Du côté de l’OM, chaque année, on assiste à plusieurs cambriolages. Et voilà que cette fois, c’est Habib Beye qui en a fait les frais. Comme ça a été révélé, une intrusion est arrivée dans le domicile de l’entraîneur du club phocéen en son absence. Ce n’est d’ailleurs pas la première fois que Beye connait un tel incident à Marseille.

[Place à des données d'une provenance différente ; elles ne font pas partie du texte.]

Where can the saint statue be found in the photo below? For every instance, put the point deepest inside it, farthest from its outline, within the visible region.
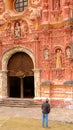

Cela va bientôt faire deux mois qu’Habib Beye a été nommé entraîneur de l’OM. Venu remplacer Roberto De Zerbi en cours de saison, le Sénégalais est arrivé avec une énorme pression sur les épaules. Mais voilà que pour le moment, ça ne se passe pas forcément très bien pour lui à Marseille. Et pas seulement d’un point de vue sportif. En effet, ça a été révélé dernièrement par La Dépêche du Midi, Habib Beye a été victime d’un cambriolage. Une intrusion a eu lieu dans son domicile en son absence. Plusieurs vêtements et des objets de marques de luxe ont été dérobés.
« Je me suis fait voler ma voiture lors de ma deuxième année à Marseille »
Comme d’autres avant lui à l’OM, Habib Beye a donc été cambriolé. Mais voilà que quand il était joueur du club phocéen, le Sénégalais avait connu un incident du même genre, se faisant alors braqué sa voiture. En 2016, sur le plateau de Touche Pas à Mon Sport, Beye était d’ailleurs revenu sur ce moment, confiant dans un premier temps : « Je me suis fait voler ma voiture lors de ma deuxième année à Marseille. A 3 heures du matin, je rentrais chez moi et ils avaient gentiment mis les poubelles sur la route, bien sûr pour m’arrêter ».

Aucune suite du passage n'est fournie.